1967 avant-garde comedy/drama

Rating: 16/20

Plot: A bourgeousie couple take what is supposed to be a pleasant trip to visit the parents of one of them, although secretly, they are hoping for their deaths. The trip starts out terribly with a fender bender that leads to neighbors shooting bullets and arrows and serving a barrage of tennis balls at them. The trip only gets worse--ghastly traffic jams, numerous burning automobile accidents, kidnappings, and a piano concert that seems to go on forever.

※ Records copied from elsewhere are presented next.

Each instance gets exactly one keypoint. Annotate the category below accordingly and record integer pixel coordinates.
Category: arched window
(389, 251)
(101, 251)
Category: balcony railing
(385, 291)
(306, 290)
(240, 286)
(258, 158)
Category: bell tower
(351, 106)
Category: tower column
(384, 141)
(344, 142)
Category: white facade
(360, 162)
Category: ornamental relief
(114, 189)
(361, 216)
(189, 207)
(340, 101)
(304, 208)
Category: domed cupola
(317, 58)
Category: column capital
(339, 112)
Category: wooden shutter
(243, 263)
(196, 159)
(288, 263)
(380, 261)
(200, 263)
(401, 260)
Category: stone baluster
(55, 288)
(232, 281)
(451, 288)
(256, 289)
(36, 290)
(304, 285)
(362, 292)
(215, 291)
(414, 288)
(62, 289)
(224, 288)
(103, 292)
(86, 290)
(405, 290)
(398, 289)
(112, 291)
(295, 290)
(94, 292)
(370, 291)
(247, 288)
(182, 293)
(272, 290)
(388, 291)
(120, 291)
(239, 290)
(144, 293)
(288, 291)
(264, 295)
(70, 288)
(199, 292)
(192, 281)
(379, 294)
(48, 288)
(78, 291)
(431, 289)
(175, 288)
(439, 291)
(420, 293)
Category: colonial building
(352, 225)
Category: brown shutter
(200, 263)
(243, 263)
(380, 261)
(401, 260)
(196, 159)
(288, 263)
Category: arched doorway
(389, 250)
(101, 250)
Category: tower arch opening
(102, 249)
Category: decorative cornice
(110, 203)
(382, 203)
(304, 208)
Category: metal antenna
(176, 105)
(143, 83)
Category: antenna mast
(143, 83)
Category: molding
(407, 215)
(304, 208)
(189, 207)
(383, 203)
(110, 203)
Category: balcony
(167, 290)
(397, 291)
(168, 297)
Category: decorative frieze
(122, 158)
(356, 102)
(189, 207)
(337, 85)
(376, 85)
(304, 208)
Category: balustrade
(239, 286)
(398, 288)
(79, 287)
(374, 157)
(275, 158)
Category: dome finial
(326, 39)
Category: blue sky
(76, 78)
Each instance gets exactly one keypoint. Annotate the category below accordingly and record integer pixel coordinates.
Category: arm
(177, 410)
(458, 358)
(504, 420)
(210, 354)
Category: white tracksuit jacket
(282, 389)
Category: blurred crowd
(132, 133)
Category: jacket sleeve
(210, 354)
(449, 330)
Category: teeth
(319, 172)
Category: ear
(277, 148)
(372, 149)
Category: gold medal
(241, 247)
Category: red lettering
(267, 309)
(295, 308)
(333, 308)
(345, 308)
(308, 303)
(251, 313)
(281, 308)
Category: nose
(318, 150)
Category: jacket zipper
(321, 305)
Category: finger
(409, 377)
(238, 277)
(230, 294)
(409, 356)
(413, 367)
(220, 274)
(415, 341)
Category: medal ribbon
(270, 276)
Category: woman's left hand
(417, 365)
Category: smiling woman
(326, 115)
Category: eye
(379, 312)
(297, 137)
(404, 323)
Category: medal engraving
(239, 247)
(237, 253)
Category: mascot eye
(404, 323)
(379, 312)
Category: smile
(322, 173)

Radical filmmaking reminiscent of Bunuel's choppier surrealist works and Songs from the Second Floor, crazily episodic, disturbing, and darkly humorous. This benefits from a very made-up-as-it-goes approach, and although not all the extended scenes work, they all manage to seem really important. Classic epic traffic jam scene featuring giraffes, chess players, broken bodies, picnickers, and people playing catch between cars and building to a devastating denouement is jaw-dropping, one extended tracking shot nearly worth the price of admission alone. Very meta film--minor characters ask if they're real or part of a movie and flashy title cards proclaim the film as the end of cinema. I didn't care for all the political stuff (nor did I completely understand it...indictments of both Western Culture and cinema) and those title cards seem tacky and overdone, but this is very entertaining absurdism. Comedy roadkill and satiric chaos! As the opening credits promise, this is a "film adrift in the cosmos."